Et voilà que ce même Sonko, désormais Premier ministre et patron de l’administration sénégalaise, tend la main à son ancien bourreau verbal. Mieux : il rit avec lui. Côté Amadou Ba, le contraste est tout aussi saisissant. Le candidat traîné dans la boue, accusé de tous les maux, semble n’avoir gardé ni rancune ni colère. Il se permet même de murmurer quelques mots à l’oreille de son ancien accusateur, comme si rien ne s’était passé, manquant ainsi du respect à tous ceux qui ont mis leur réputations en jeu pour le défendre quand le patron de Pastef l’accusait de tous les péchés d’Israël.
Alors, que comprendre ? Assistons-nous à une réconciliation sincère, un aggiornamento entre deux hommes d’État qui ont pris de la hauteur ? Ou est-ce simplement un instant de mise en scène, une opération cosmétique pour masquer les fractures profondes du passé récent ? Un fichier en téléchargement, dont personne ne sait encore s’il ira jusqu’à 100 % — ou une sauvegarde des apparences, dictée par le protocole et la pression sociale ?
Dans un Sénégal encore marqué par les clivages de l’élection présidentielle et les violences politiques qui l’ont précédée, ces images questionnent. Le peuple a-t-il le droit de se demander si tout cela n’était finalement qu’un jeu de rôles ? Si la virulence des discours d’hier peut être gommée d’un simple sourire ? Au fond, entre tactique politique, communication bien huilée et obligations protocolaires, chacun jugera. En tous les cas, cette poignée de main n’a rien d’anodin. Elle oblige. Elle engage. Elle interroge surtout sur la nature du lien entre parole politique et sincérité. Surtout quand ça vient de Pastef. À moins que la vérité ne se cache, comme toujours, dans les silences.

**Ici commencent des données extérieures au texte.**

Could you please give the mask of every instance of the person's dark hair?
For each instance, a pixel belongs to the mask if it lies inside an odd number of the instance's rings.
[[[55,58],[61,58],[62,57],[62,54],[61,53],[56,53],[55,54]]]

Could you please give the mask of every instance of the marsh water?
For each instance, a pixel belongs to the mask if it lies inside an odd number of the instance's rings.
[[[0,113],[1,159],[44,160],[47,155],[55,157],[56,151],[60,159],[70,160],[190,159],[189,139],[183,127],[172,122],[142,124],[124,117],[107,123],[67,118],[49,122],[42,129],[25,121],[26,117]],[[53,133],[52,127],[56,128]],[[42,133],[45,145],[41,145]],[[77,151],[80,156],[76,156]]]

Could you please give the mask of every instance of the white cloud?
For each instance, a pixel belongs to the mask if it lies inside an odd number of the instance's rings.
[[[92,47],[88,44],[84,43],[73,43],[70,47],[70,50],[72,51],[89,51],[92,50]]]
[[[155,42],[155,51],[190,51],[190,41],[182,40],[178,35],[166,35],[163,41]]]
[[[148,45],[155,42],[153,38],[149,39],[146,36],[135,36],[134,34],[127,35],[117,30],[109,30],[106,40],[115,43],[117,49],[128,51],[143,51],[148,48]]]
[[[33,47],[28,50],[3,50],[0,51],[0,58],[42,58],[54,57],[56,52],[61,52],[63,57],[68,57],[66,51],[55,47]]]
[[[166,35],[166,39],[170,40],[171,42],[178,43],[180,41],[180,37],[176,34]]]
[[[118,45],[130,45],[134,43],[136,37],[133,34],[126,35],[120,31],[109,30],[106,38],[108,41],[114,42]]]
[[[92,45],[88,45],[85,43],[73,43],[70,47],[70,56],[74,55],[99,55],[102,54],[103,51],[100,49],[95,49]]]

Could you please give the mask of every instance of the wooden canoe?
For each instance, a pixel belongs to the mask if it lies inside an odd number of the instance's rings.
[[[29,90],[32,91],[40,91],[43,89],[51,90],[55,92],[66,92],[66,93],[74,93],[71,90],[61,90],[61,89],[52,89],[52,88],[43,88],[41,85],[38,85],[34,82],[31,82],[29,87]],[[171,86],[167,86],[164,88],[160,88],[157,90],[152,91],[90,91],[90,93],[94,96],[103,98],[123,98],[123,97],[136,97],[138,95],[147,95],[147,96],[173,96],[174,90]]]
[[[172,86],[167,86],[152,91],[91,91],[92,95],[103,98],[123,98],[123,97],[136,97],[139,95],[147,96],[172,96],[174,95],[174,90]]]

Cette scène révélatrice soulève en effet une autre question, bien plus dérangeante : et si tout cela n’était qu’un jeu ? Un théâtre où les adversaires politiques se livrent à des joutes violentes en public, tout en partageant, en coulisses, sourires, accolades et souvenirs communs ? Une fois les caméras éteintes et les foules dispersées, que reste-t-il de leurs promesses de rupture, de justice, de changement radical ? Souvent, juste une connivence silencieuse entre gens du même monde.
Les Sénégalais n’ont pas la mémoire courte. Ils se souviennent des discours de feu, des accusations graves, des campagnes menées tambour battant au nom de la vérité, de l’éthique et du peuple. Mais ils se rappellent aussi des gaz lacrymogènes, des jeunes arrêtés, des morts parfois, des familles endeuillées au nom de cette guerre politique. Une guerre dans laquelle la plupart des leaders n’ont jamais pris de coups, préférant se replier derrière leurs cortèges climatisés pendant que les militants s’étripaient dans les rues.
Voilà le paradoxe : pendant que les citoyens se divisent, s’insultent et parfois s’affrontent pour des candidats, ces derniers finissent toujours par se retrouver, échanger des mots doux et se faire des bisous républicains. Une poignée de main suffit, et les offenses les plus graves deviennent « anecdotiques ». Le peuple, lui, n’a droit ni à la réconciliation, ni à l’oubli.
Ce petit théâtre du pouvoir, fait de coups de gueule en direct et de complicité feutrée en coulisses, trahit une vérité amère : la violence politique est souvent à sens unique. Elle s’exerce sur le dos des citoyens, manipulés comme des figurants dans un scénario qui ne les concerne pas. Pendant qu’on les dresse les uns contre les autres, les élites, elles, se connaissent, se respectent, se protègent. Peu importe les injures, les accusations de corruption, les menaces de prison. Tout cela peut disparaître en un sourire, une accolade, une cérémonie.
Et c’est précisément ce que redoutent les Sénégalais lucides : que l’histoire ne se répète, encore et encore. Que les nouveaux venus finissent par ressembler aux anciens. Que les promesses de rupture ne soient que des versions recyclées des pactes d’hier, maquillées en changement. Au bout du compte, ce ne sont pas les retrouvailles entre Ousmane Sonko et Amadou Ba qui choquent. C’est ce qu’elles révèlent d’un système qui, trop souvent, sacrifie la sincérité sur l’autel de la stratégie. Et où le peuple est toujours le dindon de la farce.